The revolution that has happened very recently in biology is that for the first time we are actually starting to understand how amazing epigenetic phenomena are caused. We’re no longer just seeing the large image, we can now also analyse the individual dots that created it. Crucially, this means that we are finally starting to unravel the missing link between nature and nurture; how our environment talks to us and alters us, sometimes forever.

The ‘epi’ in epigenetics is derived from Greek and means at, on, to, upon, over or beside. The DNA in our cells is not some pure, unadulterated molecule. Small chemical groups can be added at specific regions of DNA. Our DNA is also smothered in special proteins. These proteins can themselves be covered with additional small chemicals. None of these molecular amendments changes the underlying genetic code. But adding these chemical groups to the DNA, or to the associated proteins, or removing them, changes the expression of nearby genes. These changes in gene expression alter the functions of cells, and the very nature of the cells themselves. Sometimes, if these patterns of chemical modifications are put on or taken off at a critical period in development, the pattern can be set for the rest of our lives, even if we live to be over a hundred years of age.

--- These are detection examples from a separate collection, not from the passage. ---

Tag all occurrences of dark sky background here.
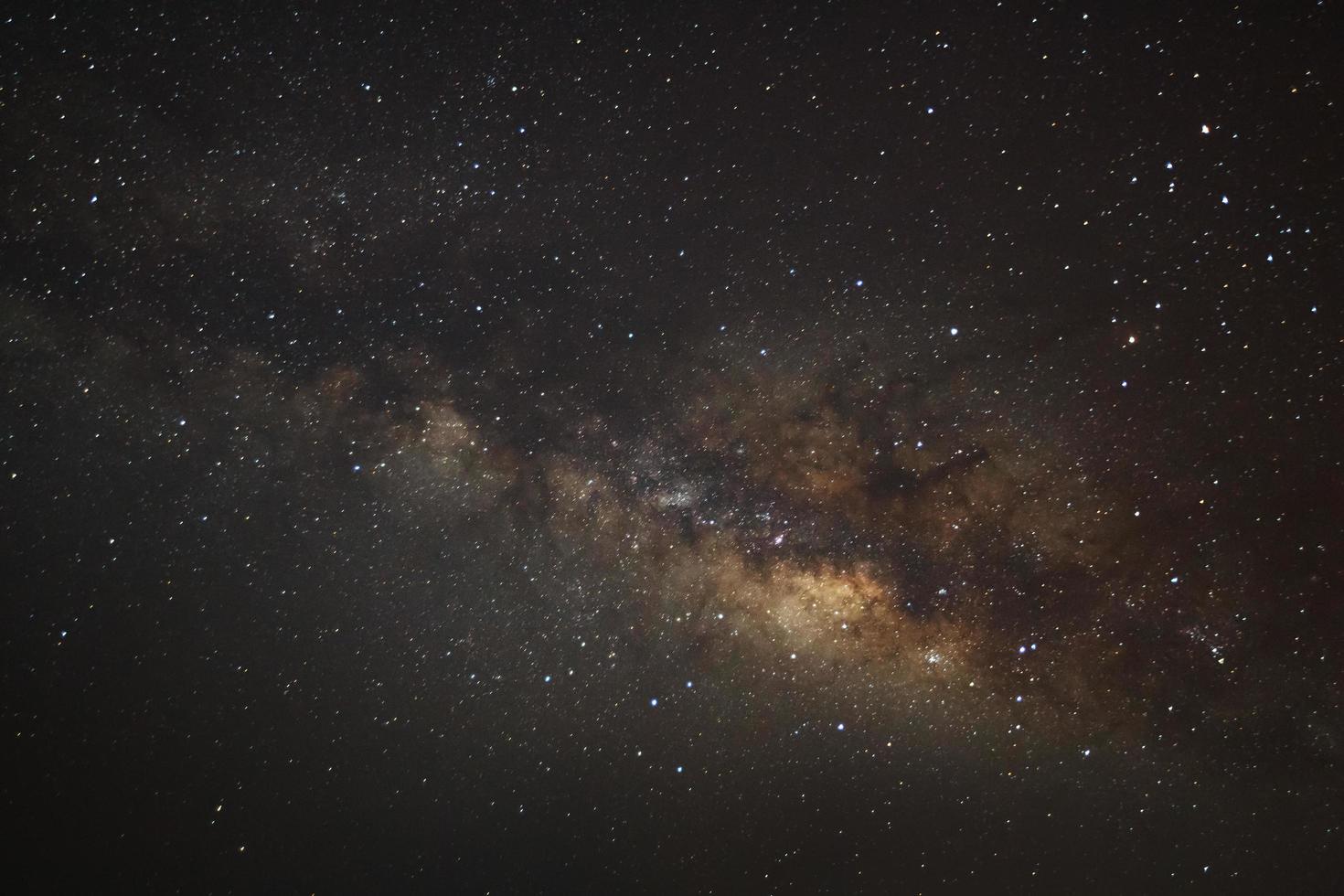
[0,1,1344,893]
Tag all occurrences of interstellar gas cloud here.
[0,3,1344,893]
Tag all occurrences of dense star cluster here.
[0,3,1344,893]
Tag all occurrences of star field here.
[0,3,1344,893]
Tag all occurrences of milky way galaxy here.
[0,4,1344,893]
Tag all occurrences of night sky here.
[0,0,1344,893]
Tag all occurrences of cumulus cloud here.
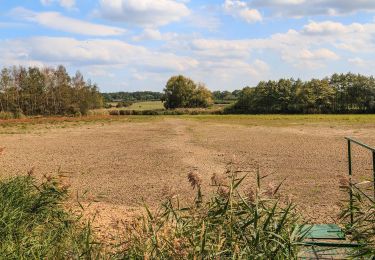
[97,0,190,27]
[223,0,262,23]
[11,7,125,36]
[40,0,76,9]
[0,37,198,72]
[251,0,375,17]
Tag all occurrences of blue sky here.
[0,0,375,92]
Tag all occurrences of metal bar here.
[345,137,375,152]
[372,151,375,200]
[347,138,354,226]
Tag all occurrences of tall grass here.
[341,180,375,259]
[117,166,302,259]
[0,172,100,259]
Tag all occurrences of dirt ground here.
[0,117,375,240]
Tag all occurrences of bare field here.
[0,116,375,237]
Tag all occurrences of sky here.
[0,0,375,92]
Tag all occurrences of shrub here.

There’s no debate that the DNA blueprint is a starting point. A very important starting point and absolutely necessary, without a doubt. But it isn’t a sufficient explanation for all the sometimes wonderful, sometimes awful, complexity of life. If the DNA sequence was all that mattered, identical twins would always be absolutely identical in every way. Babies born to malnourished mothers would gain weight as easily as other babies who had a healthier start in life. And as we shall see in Chapter 1, we would all look like big amorphous blobs, because all the cells in our bodies would be completely identical.

Huge areas of biology are influenced by epigenetic mechanisms, and the revolution in our thinking is spreading further and further into unexpected frontiers of life on our planet. Some of the other examples we’ll meet in this book include why we can’t make a baby from two sperm or two eggs, but have to have one of each. What makes cloning possible? Why is cloning so difficult? Why do some plants need a period of cold before they can flower? Since queen bees and worker bees are genetically identical, why are they completely different in form and function? Why are all tortoiseshell cats female? Why is it that humans contain trillions of cells in hundreds of complex organs, and microscopic worms contain about a thousand cells and only rudimentary organs, but we and the worm have the same number of genes?

Scientists in both the academic and commercial sectors are also waking up to the enormous impact that epigenetics has on human health. It’s implicated in diseases from schizophrenia to rheumatoid arthritis, and from cancer to chronic pain. There are already two types of drugs that successfully treat certain cancers by interfering with epigenetic processes. Pharmaceutical companies are spending hundreds of millions of dollars in a race to develop the next generation of epigenetic drugs to treat some of the most serious illnesses afflicting the industrialised world. Epigenetic therapies are the new frontiers of drug discovery.